Imperial College London'dan Edward Gryspeerdt, bulguların havayolu şirketlerinin kontrailleri en aza indirmek için hangi rotalarda uçacaklarını belirlemelerine yardımcı olabileceğini söylüyor. "Atmosferin kontrail oluşturan bölgelerini yeterince iyi tahmin edebilseydik, uçakları bu bölgelerin etrafına yönlendirebilirdik ve bu da bu etkiyi azaltabilirdi."

Bazı koşullarda, jet motorlarından yayılan kurum parçacıkları uçakların ardından buz parçacıklarının oluşumunu tetikleyerek kontrail olarak bilinen ve genel bir ısınma etkisi olan bulutlar oluşturabilir. Havacılığın ısınma etkisinin yarısının karbondioksit emisyonlarından ziyade kontraillerden kaynaklandığı tahmin edilmektedir.

Kontraillerin ne kadar süreyle kalıcı oldukları ne kadar ısınmaya neden olduklarını büyük ölçüde belirler, ancak kalıcılıklarını incelemek zordur. Gryspeerdt'in ekibi uçuş verilerini ve uydu gözlemlerini birleştirerek belirli uçakları kontraillerle eşleştirdi ve uçak tipinin kalıcılıkla nasıl bir ilişkisi olduğunu gördü.

Bu daha önce sadece küçük ölçekte gerçekleştirilmişti çünkü manuel olarak yapılıyordu. Ancak ekip yapay zeka kullanarak 64.000 uçuşu analiz edebildi. Bu da, diğer uçaklardan bir kilometre daha yüksekte, yaklaşık 12 kilometrede seyreden özel jetlerin ve daha yakıt tasarruflu jetlerin daha uzun süreli kontrail üretme olasılığının daha yüksek olduğunu ortaya koydu. Gryspeerdt, "Beklediğimiz bu değildi" diyor.

Bir uçaktan yayılan tüm kurum parçacıkları buz parçacıklarına dönüşmüyor, diyor.

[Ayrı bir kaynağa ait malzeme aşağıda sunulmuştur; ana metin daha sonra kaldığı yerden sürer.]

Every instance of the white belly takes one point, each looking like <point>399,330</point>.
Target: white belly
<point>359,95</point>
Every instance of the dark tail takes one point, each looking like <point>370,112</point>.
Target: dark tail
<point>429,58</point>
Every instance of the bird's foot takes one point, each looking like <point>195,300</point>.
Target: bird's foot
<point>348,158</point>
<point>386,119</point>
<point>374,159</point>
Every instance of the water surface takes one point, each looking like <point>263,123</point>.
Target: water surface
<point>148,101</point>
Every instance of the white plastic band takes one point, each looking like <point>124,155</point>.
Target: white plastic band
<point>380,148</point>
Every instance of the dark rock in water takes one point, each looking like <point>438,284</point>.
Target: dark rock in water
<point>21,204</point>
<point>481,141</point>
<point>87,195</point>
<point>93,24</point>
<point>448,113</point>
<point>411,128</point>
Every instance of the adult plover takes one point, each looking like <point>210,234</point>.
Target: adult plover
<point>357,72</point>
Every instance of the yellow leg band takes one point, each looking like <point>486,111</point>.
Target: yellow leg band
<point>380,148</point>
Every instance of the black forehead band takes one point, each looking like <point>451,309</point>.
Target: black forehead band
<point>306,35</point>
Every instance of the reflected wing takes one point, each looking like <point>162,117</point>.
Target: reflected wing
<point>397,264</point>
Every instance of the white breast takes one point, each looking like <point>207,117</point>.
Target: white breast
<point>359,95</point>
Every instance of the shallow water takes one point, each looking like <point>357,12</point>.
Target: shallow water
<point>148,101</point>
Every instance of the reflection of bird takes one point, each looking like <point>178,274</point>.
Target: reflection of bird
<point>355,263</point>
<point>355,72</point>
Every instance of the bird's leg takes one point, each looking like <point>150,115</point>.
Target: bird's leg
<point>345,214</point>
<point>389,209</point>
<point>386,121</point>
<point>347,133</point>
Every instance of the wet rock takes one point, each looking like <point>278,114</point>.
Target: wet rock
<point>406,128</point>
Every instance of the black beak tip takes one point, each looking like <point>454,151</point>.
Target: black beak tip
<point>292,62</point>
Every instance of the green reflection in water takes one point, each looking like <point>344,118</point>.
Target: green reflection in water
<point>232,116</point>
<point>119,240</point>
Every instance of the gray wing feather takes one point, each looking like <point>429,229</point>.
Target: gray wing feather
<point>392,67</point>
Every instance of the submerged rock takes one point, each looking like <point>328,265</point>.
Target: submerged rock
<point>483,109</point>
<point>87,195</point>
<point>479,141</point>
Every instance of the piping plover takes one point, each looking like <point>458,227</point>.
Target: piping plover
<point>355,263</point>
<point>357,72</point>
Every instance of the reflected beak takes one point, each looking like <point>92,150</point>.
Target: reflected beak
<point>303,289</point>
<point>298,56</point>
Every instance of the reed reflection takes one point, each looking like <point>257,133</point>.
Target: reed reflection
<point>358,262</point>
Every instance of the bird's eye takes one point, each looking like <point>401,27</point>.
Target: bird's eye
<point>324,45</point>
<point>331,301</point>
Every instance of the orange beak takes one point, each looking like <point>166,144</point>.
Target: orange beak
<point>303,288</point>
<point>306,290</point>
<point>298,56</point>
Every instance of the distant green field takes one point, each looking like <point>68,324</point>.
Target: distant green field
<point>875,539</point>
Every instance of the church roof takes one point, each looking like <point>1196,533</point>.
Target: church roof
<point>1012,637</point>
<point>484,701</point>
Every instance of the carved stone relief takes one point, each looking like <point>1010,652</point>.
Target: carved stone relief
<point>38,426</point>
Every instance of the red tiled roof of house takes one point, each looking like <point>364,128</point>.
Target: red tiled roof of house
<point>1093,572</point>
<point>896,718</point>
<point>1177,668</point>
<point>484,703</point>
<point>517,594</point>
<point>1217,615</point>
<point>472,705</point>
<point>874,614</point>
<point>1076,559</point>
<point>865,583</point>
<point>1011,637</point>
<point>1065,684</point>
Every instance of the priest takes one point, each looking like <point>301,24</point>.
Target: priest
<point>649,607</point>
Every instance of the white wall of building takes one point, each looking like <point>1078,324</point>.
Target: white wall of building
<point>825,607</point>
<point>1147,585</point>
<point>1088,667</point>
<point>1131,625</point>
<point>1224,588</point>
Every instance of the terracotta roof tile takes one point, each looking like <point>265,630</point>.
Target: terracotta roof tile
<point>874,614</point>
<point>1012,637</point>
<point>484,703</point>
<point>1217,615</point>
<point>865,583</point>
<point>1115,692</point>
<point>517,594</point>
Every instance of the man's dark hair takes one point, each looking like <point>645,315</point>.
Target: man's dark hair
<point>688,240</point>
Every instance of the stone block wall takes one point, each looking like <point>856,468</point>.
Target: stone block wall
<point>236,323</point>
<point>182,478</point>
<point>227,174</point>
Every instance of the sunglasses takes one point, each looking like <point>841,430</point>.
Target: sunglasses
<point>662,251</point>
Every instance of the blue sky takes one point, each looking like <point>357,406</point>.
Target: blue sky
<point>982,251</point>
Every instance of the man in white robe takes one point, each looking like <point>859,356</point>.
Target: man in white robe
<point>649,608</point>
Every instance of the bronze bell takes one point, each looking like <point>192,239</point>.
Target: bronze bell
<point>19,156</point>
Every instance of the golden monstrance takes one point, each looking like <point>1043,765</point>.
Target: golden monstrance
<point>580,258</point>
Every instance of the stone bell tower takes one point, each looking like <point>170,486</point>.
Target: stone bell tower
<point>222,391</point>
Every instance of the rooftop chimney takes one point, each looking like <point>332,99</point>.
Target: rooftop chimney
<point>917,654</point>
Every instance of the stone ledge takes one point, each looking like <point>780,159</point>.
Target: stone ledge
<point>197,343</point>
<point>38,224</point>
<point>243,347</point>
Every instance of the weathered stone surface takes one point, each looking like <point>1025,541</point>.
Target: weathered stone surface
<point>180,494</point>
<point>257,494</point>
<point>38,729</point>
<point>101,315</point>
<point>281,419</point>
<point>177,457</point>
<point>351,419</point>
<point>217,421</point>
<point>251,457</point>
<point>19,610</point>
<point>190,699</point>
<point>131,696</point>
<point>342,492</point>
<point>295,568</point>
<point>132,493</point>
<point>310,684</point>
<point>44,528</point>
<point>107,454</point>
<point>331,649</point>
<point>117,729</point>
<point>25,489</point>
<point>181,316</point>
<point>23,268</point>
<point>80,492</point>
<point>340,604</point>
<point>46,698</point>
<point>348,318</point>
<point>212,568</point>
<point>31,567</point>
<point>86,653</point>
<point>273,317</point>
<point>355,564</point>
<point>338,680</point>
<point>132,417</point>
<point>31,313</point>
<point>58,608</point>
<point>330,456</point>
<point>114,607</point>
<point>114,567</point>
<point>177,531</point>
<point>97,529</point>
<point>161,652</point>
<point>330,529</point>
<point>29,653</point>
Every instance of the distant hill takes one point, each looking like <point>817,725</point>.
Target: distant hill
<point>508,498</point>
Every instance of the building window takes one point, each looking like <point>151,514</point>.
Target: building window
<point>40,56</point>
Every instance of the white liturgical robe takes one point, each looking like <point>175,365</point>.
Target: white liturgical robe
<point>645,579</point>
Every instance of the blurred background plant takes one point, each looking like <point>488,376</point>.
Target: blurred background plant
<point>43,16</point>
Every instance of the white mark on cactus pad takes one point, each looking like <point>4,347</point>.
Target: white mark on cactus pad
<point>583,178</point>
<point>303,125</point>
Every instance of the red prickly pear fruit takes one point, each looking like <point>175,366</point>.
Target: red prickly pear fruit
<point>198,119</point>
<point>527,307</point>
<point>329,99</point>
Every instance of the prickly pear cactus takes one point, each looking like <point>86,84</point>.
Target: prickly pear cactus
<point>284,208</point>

Ekibin düşündüğü şey, bir uçak daha yüksekten uçtuğunda, kurum parçacıklarının daha yüksek bir oranının buz parçacıklarını tohumladığı, ancak buz parçacıklarının toplam boyutunun daha küçük olduğudur.

Daha küçük buz parçacıkları daha yavaş düşer, bu nedenle havanın nispeten daha sıcak olduğu ve tekrar su buharına dönüştükleri bölgelere düşmeleri daha uzun sürer. Bu da kontraillerin daha uzun süre kalması ve daha fazla ısınmaya neden olması anlamına gelir.

Ancak bu yüksek irtifa kontraillerinin özellikleri biraz farklı olduğu için ekip tam olarak ne kadar ısınmaya neden olduklarını söyleyemiyor. Dolayısıyla, daha uzun ömürlü kontraillerin neden olduğu ek ısınmanın, modern uçakların daha düşük yakıt kullanımı nedeniyle önlenen ısınmadan daha ağır basıp basmadığı net değil.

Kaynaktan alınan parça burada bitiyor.